Aggregation and Grouping

GSoC: Implementing DataFrame in Pharo

Oleksandr Zaitsev
Towards Data Science

--

This is the first implementation of aggregation and grouping in a Pharo DataFrame. It covers only the basic functionality, such as grouping a data frame or a series by the values of another series of the corresponding size, and then applying the aggregation functions to the grouped data structures.

In the next iterations the functionality will be extended according to the targeted user scenarios. The implementation is also very likely to evolve into something more optimized.

What is DataFrame?

Data frames are spreadsheet-like tabular data structures that provide an API for slicing-and-dicing, cleaning, and analyzing the data. Implementing data frames in Pharo is part of my Google Summer of Code project this year. You can find the code in this repository: https://github.com/PolyMathOrg/DataFrame and load it into your image with the following Metacello script:

Metacello new
baseline: 'DataFrame';
repository: 'github://PolyMathOrg/DataFrame';
load.

If you want to learn more about the DataFrame project, check out the documentation and follow the tutorial which you can find in the repository. Documentation is still under development, so if you can’t find an answer to your question, feel free to drop me a letter: olk.zaytsev@gmail.com.

Split-apply-combine

Split-apply-combine is a strategy where you break up a big problem into manageable pieces, operate on each piece independently and then put all the pieces back together.

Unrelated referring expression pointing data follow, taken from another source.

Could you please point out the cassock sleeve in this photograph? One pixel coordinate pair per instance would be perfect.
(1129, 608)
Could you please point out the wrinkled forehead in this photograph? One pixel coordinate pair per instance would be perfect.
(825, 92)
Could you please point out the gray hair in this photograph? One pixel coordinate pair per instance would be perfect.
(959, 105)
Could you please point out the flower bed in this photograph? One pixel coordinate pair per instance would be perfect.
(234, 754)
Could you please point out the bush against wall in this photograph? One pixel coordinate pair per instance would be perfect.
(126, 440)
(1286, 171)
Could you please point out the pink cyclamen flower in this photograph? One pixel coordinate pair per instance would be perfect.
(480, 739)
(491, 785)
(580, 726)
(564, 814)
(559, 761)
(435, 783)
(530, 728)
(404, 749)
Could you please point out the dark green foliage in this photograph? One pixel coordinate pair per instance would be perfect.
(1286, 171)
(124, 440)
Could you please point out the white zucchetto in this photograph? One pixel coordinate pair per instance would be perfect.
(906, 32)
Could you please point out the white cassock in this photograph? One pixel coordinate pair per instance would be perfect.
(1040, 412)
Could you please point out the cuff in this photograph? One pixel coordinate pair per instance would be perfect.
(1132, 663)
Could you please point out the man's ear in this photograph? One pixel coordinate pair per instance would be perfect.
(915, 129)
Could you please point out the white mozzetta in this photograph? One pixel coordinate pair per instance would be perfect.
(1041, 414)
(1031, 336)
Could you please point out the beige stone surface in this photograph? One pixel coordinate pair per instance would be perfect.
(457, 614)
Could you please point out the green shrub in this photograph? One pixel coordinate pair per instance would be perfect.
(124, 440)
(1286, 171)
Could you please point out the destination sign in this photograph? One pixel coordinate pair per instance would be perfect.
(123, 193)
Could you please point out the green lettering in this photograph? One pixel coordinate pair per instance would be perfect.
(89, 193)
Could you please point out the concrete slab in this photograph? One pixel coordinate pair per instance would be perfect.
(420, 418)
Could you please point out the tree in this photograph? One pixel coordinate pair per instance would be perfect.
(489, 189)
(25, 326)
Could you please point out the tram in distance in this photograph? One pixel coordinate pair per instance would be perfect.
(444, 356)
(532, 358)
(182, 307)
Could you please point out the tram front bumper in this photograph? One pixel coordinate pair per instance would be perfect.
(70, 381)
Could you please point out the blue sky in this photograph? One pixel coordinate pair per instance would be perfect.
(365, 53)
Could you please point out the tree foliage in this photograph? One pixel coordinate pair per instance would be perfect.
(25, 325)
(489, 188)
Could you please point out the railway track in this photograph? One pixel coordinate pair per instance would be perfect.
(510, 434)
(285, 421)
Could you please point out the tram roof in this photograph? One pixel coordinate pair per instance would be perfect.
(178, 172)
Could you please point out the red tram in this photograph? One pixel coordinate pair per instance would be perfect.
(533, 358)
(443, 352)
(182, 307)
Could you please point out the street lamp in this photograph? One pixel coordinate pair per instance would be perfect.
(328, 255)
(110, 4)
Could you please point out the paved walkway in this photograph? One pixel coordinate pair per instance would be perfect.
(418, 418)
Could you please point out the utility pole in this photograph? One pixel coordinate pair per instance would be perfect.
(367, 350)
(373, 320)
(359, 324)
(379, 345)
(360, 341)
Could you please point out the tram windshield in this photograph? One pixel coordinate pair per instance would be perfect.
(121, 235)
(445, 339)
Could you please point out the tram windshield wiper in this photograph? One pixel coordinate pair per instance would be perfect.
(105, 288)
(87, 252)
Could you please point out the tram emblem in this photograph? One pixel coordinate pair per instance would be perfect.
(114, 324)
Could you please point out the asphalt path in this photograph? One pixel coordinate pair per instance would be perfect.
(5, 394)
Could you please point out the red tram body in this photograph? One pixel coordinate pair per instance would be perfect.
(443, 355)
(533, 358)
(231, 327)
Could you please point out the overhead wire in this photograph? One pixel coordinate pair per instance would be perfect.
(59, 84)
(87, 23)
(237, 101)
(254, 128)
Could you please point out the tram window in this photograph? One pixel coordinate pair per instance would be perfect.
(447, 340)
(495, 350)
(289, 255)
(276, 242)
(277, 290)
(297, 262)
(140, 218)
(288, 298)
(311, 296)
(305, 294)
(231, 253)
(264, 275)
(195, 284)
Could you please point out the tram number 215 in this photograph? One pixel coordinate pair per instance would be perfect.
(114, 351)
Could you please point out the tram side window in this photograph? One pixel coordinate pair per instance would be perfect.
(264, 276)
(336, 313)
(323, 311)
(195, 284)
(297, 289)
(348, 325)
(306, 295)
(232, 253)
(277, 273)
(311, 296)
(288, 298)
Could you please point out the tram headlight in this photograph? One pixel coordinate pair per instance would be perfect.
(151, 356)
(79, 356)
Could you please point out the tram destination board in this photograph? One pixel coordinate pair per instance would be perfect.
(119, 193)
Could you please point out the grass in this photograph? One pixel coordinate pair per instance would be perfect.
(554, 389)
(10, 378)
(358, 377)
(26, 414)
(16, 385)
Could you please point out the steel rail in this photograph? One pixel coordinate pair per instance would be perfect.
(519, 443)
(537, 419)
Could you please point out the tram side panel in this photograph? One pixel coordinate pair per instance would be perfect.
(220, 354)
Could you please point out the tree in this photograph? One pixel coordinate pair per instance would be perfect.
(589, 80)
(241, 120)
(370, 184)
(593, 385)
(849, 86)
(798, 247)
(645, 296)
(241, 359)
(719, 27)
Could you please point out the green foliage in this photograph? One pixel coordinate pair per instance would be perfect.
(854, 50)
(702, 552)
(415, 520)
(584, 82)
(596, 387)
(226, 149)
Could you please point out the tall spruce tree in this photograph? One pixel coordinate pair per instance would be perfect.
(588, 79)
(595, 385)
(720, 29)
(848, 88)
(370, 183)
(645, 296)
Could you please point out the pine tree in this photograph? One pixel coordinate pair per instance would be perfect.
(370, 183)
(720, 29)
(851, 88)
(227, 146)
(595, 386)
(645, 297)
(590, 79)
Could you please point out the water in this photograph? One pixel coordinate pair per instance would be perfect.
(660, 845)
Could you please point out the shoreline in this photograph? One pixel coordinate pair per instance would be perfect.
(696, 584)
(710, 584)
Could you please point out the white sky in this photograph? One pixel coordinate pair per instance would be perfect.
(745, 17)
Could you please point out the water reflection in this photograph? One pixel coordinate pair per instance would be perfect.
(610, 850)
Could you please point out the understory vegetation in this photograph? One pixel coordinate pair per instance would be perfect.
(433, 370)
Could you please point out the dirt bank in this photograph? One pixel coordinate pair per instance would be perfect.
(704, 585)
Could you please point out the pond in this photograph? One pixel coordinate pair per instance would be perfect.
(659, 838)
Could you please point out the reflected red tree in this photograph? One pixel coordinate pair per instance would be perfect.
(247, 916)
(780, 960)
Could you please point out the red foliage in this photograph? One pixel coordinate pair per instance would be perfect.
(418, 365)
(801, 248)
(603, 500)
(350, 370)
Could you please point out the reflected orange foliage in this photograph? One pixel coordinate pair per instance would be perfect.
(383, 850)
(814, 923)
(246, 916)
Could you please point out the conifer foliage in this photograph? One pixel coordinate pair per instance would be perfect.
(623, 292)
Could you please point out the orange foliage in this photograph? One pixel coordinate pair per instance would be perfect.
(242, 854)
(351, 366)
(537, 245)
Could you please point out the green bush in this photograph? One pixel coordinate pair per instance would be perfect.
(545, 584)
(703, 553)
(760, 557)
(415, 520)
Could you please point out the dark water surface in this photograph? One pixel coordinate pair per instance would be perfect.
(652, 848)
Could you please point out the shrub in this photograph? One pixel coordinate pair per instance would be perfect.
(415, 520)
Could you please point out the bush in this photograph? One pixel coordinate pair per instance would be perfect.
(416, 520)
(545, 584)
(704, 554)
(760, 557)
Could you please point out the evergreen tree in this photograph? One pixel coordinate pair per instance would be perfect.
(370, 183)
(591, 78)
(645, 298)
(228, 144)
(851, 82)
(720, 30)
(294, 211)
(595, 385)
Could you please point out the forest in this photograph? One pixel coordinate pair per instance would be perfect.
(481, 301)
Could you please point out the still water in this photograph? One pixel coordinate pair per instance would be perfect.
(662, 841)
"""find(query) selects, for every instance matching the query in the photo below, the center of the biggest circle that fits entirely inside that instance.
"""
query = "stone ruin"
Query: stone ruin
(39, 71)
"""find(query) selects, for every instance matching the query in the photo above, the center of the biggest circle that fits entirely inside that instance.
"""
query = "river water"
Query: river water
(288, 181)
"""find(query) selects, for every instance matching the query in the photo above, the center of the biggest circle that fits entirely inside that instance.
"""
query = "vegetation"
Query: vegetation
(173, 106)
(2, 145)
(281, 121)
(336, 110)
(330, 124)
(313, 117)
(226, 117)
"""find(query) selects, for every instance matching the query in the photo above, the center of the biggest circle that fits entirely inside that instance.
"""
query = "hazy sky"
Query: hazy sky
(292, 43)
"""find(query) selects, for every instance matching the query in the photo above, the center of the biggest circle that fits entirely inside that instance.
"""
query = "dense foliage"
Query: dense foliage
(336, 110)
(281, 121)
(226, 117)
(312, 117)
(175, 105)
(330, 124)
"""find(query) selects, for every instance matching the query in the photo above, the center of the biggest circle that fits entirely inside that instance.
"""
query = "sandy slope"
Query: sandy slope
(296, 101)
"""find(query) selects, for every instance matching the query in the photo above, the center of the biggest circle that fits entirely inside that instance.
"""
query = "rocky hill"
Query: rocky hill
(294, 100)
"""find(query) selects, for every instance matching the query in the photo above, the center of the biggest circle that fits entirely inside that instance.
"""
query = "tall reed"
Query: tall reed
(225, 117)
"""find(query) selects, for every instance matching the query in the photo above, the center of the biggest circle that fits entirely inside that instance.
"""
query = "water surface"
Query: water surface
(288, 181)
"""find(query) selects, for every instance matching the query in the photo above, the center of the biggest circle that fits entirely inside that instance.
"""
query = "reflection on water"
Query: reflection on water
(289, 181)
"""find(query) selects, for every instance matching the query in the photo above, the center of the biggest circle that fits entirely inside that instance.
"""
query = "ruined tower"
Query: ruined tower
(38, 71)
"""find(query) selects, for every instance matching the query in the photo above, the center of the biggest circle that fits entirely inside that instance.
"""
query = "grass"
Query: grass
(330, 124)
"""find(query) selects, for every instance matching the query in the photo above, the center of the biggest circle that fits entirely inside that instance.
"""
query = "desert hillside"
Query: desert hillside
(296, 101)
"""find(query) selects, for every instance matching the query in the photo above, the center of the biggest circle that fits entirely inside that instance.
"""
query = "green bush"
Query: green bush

Data aggregation and grouping allows us to create summaries for display or analysis, for example, when calculating average values or creating a table of counts or sums. It is a process that follows the split-apply-combine strategy:

  1. Split data into groups based on some criteria
  2. Apply the function to each group independently
  3. Combine the results into a data structure

Implementation

In this section I explain the how aggregation and grouping functionality is currently implemented. If you are not interested in these details, feel free to skip this section and jump to the next one.

Consider the following message sent to firstSeries object:

firstSeries groupBy: secondSeries.

After receiving this message, firstSeries creates an object of DataSeriesGrouped which splits firstSeries into a collection of subseries, based on the values of secondSeries. The collection of subseries is then stored as an object of DataSeries (instance variable called groups), whose keys are equal to the unique values of secondSeries and values store the subseries of firstSeries, corresponding to each one of those unique values.

When a receiver of a groupBy: message is a DataFrame, it creates an instance of DataFrameGrouped which splits the data similarly to the way DataSeriesGroup does it, except the values of groups series are sub data frames, not subseries. In other words, groups is a DataSeries with keys corresponding to the unique values of a series by which the data frame is grouped (secondSeries), and each value of groups stores a smaller data frame with rows specified by numbers at which secondSeries has a value equal to the corresponding key of groups. If data frame is grouped by one of its columns, this column is excluded from data frame prior to grouping. This way we avoid data duplication, since the same values will be stored as keys of groups variable.

In case of DataSeriesGrouped each subseries will be aggregated to a scalar, and all these scalars will be combined into a new DataSeries. As for the DataFrameGrouped, it will apply the block to each column of each sub data frame and return the resulting matrix of scalars as a new DataFrame.

Aggregation is done with the apply: message. It takes a block as an argument and applies it to each value of the groups series and combines the results into a new data structure. For some commonly used aggregation functions, such as max, min, average etc., DataGrouped provides shorter messages. In this iteration all these messages are just handy shortcuts

average
^ self apply: [ :each | each average ].

But in future these messages will contain the optimized implementations of the corresponding aggregations, since it is critical that these functions are time and memory efficient.

Example of Usage

In this section I provide simple examples of grouping a series by the values of another series, grouping a data frame by the values of a series, and finally I show how the aggregation functions can be applied to the grouped data.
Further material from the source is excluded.